During an hour-long interview with BDLife via Zoom from a shelter in the city of Odessa last week, she had to keep listening out for air raid sirens, a soundtrack of daily life since the invasion started.

“For the first time in my life, I held a gun to protect myself when I went out one night to look for food,” she says.

She was also anxious about the fate of her family, her parents, and sisters who were on their way out of the country that night.

“I am always a bright spirited person who smiles a lot but this war has brought out the anger in me because of the pain that I have experienced.”

“I have become an information warrior. Since I can not go to the war front, then I use social media and my art to counter all the lies and propaganda, ”says the 33-year-old.

According to her, the outrage over alleged racism against Africans should not distract from the suffering of the Ukrainian people.

“Many Africans I know have fled and are safe while there are Ukrainians who are still trying to escape to safety,” she says.

Addressing the biggest social issues of the day is a theme the group articulates through their music. Betty wrote the song “Black SQR” to condemn all forms of segregation with the lyrics: “In complete darkness, we are all the same, do not let your eyes confuse you.”

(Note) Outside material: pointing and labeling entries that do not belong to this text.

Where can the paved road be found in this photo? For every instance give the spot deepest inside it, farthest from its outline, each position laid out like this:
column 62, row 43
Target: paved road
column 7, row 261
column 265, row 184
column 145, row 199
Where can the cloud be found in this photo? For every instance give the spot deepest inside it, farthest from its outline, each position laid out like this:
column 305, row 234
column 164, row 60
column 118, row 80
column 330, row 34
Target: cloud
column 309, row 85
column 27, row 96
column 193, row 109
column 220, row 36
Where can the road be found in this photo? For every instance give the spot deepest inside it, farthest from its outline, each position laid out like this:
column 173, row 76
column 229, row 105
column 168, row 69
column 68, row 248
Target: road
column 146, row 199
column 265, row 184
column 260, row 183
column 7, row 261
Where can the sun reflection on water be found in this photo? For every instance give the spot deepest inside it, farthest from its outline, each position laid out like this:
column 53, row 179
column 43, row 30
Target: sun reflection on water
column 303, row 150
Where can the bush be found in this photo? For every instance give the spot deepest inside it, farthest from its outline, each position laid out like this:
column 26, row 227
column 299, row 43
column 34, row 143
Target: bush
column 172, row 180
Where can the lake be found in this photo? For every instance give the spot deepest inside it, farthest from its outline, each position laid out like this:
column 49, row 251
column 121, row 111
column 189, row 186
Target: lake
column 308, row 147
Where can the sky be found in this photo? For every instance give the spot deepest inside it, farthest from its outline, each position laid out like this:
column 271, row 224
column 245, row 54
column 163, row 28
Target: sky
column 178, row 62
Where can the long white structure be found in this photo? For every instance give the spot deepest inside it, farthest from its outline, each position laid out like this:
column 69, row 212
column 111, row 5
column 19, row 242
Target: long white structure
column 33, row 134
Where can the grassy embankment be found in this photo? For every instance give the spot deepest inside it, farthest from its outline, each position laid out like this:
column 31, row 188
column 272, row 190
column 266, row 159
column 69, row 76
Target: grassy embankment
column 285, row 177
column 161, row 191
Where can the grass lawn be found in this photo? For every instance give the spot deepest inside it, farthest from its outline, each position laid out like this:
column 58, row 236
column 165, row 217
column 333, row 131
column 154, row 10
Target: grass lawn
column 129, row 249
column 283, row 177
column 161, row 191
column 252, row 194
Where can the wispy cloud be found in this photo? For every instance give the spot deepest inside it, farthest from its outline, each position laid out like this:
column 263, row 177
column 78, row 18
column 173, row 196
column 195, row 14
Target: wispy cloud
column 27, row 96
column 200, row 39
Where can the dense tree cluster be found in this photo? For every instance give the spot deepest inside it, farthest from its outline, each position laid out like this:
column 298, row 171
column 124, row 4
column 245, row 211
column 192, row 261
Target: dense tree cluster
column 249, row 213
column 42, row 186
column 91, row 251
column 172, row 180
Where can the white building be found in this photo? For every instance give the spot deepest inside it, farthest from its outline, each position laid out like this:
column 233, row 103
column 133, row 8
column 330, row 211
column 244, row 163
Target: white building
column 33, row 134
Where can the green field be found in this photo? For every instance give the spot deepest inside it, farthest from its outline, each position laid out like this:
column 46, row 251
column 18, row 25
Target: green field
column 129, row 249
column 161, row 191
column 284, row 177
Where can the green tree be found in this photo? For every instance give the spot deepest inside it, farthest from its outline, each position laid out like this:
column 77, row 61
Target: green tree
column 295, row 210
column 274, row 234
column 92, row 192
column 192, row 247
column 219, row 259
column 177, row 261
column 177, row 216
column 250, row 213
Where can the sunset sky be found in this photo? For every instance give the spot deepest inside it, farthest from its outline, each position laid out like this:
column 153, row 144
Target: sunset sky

“I’m not going to lie that there is no discrimination in Ukraine, just as we face racism in other parts of Europe, but it is certainly not endemic,” she says.

The group’s other hit “X-tra” celebrates diversity, emphasizing that our differences make us unique and beautiful.

Incidentally, two years ago, she wrote the song “You Cry Now” (rhyming with Ukraine) with lyrics in both English and Ukrainian warning about the impact of war: “if we fight then we are going to cry now” the group sings in the chorus.

The group recorded the song that was addressed to the Russians to stop treating Ukraine as a little brother, but the outbreak of war disrupted the video production.

Meanwhile, a group of creatives is working on a 3D design for the song to be released as an NFT to raise money to support the Ukrainian army.

During one of the recent nights in the bomb shelter, Betty wrote a song that lampoons the Russian leader which will only be released “when we win the war.” “I had so many plans, we have collaborations with Dutch artists, we are booked for festivals in Germany, Estonia, we have so many things to do, nobody needs this war,” says Betty.

She maintains strong connections with her roots in Ethiopia even though she has only visited the country once at the age of five and speaks only a smattering of Amharic.

“There are so many instruments in Ethiopia that can enrich our sound as FO SHO, so I want to dig deeper into my roots,” she says.

During the recent war in the Ethiopian region of Tigray, Betty composed songs to lift the spirits of people caught up in the conflict. Little did she imagine that she would get caught up in a deadly conflict as has happened in the last few weeks.

“Love will win, even though we may pay the price of losing some lives.”